Mockery in Manipur

Once
again Manipur is reeling under an indefinite economic blockade of its two vital
national highways. Imposed by the state-based United Naga Council, it has
forced people to silently endure the ordeal of a scarcity of food, petroleum
products, medicines and other essentials.

During
one of these forced shutdowns, in 2011, former Union home minister P
Chidambaram even rubbed the people of Manipur the wrong way when he sarcastically
remarked the “supplies are available except that prices are very high”.

No
effective action against the culprits is possible when the authorities have
meekly surrendered the two highways to the Nagas.

Advertisement

The
UNC has also banned work on the construction of the Jiribam-Tupul-Imphal
railway line and all national projects in the Naga areas.

All
this started after the Joint Action Committee for Sadar Hills raked up its old
demand for conversion of Kangpokpi (Kuki-dominated) area in Senapati district
(predominantly Nagas) to a separate entity for the sake of administrative
convenience.

 The UNC accuses the Okram Ibobi government of
not honouring in “letter and spirit” the four Memoranda of Understanding it has
signed with the state government and the Centre on the Sadar Hills district
issue between December 1981 and November 2011, demanding that “not even an inch
of the Naga ancestral land and its original (sic) should be touched while
creating a new district out of the Sadar Hills”.

It
claims to possess a written assurance to this effect from the Union home
ministry after the signing of the last MoU.

For
more than 30 years the Sadar Hills has been the bone of contention between the
Kukis and the Nagas.
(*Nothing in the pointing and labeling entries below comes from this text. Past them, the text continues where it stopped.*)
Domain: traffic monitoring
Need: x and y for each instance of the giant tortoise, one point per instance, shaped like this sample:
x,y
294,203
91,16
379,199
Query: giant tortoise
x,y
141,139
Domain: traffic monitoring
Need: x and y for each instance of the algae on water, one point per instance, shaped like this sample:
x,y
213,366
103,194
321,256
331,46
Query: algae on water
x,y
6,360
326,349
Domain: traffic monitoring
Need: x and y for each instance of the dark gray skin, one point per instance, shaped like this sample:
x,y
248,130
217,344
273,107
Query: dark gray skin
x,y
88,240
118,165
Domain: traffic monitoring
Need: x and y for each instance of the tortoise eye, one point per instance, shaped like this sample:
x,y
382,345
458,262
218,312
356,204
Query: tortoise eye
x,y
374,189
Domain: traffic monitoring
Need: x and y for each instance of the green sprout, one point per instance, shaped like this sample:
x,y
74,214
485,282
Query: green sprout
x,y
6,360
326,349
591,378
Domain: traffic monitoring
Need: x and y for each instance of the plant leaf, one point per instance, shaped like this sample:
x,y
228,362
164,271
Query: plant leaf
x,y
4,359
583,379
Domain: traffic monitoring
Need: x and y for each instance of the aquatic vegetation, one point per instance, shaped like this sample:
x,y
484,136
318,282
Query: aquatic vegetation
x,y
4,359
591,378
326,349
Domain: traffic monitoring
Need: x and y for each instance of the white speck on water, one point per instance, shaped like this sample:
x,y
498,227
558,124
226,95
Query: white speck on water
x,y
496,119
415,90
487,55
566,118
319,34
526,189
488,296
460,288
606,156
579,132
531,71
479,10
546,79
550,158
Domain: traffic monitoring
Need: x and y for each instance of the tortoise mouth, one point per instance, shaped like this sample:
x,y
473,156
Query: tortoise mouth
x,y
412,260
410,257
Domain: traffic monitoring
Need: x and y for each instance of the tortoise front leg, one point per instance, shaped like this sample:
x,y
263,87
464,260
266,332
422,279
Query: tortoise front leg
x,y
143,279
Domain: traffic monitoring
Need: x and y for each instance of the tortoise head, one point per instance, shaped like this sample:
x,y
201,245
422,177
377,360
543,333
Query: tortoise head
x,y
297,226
Now it has become a prestige issue for both. The Nagas in
Senapati district, adjoining Nagaland, feel that once the Kukis are given a
separate entity it will harm the Nagas’ cause for Greater Nagaland as demanded
by the NSCN(IM) leadership. Till now there had been some semblance of peace in
the area because of the MOUs.

The
JAC claims that after deferring an announcement on the new district two or
three times, the chief minister agreed to do so in October.

Having
reportedly agreed to the proposal to prepare a declaration plaque — already
erected on the deputy commissioner’s office compound at Kangpokpi — Ibobi
should have shown due regard for propriety. He was apparently caught in his own
trap, so he must take responsibility for the turn of events.